Oysa her alan bilmelidir ki, her verenin arkasında Mün’im-i Hakikî (Gerçek Veren) Allah vardır. İnsan sadece bir sevk memuru, bir vasıta, bir emanetçidir.

Tevhid Merkezli Sosyal Ahlâk

Bediüzzaman’ın bu ölçüsü, sadece bireysel bir ibadet disiplini değil, aynı zamanda toplumsal bir ahlâk devrimidir. Çünkü:

Veren “Allah namına” verdiğinde, kibirden arınır, ihlâsa kavuşur.

Alan “Allah namına” aldığında, zelil olmaz, şükürde sabit olur.

Minnetleşme, borçlandırma, riyakârlık ve dünyevî çıkarlar ortadan kalkar.

Toplumda güven, sevgi, merhamet ve adalet hâkim olur.

Bu, İslam’ın kurmak istediği sosyal adalet sisteminin temeli, sadaka ve infakın ruhudur.

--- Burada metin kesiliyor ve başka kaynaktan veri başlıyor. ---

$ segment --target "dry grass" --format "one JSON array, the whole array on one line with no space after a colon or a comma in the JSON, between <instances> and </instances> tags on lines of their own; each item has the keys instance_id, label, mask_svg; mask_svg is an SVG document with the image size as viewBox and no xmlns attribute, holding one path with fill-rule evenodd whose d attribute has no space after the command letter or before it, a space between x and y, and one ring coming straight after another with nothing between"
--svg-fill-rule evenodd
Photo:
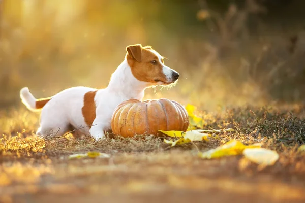
<instances>
[{"instance_id":1,"label":"dry grass","mask_svg":"<svg viewBox=\"0 0 305 203\"><path fill-rule=\"evenodd\" d=\"M214 202L245 202L250 197L253 202L305 199L305 157L297 152L305 140L303 105L200 112L205 128L232 127L236 132L222 132L220 140L195 142L200 150L232 139L246 144L263 140L264 147L280 155L274 166L263 169L238 156L201 159L193 144L170 148L163 138L43 140L33 133L36 114L24 108L7 113L1 122L0 196L5 202L22 202L24 197L44 202L101 198L126 202L131 197L133 202L182 202L203 196ZM111 156L68 159L70 154L88 151Z\"/></svg>"}]
</instances>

Bütün ibadetlerin ve yardımların özünde bu tevhid şuuru vardır.

Tasavvufi Bir Bakış: Fâniden Bâkiye

Tasavvuf, bu düsturu şöyle şerh eder: “Al da ver de, Hak’tandır.” Kişi fâniden bir şey alırken aslında bâkinin (ebedî olan Allah’ın) ihsanına mazhar olur. Bu idrak, insanı hem alçakgönüllü yapar hem de kulluk bilincini derinleştirir.

Bir sufî, kendisine ikram edilene bakarken der ki:
“Bu bana filan kuldan değil, Rabbimden geldi.”
Aynı şekilde verirken de:
“Ben değil, Rabbim seni bu ikramla sevindirdi.”
der. Böylece hem kibre düşmez hem de muhatabını incitmeden ihsanda bulunur.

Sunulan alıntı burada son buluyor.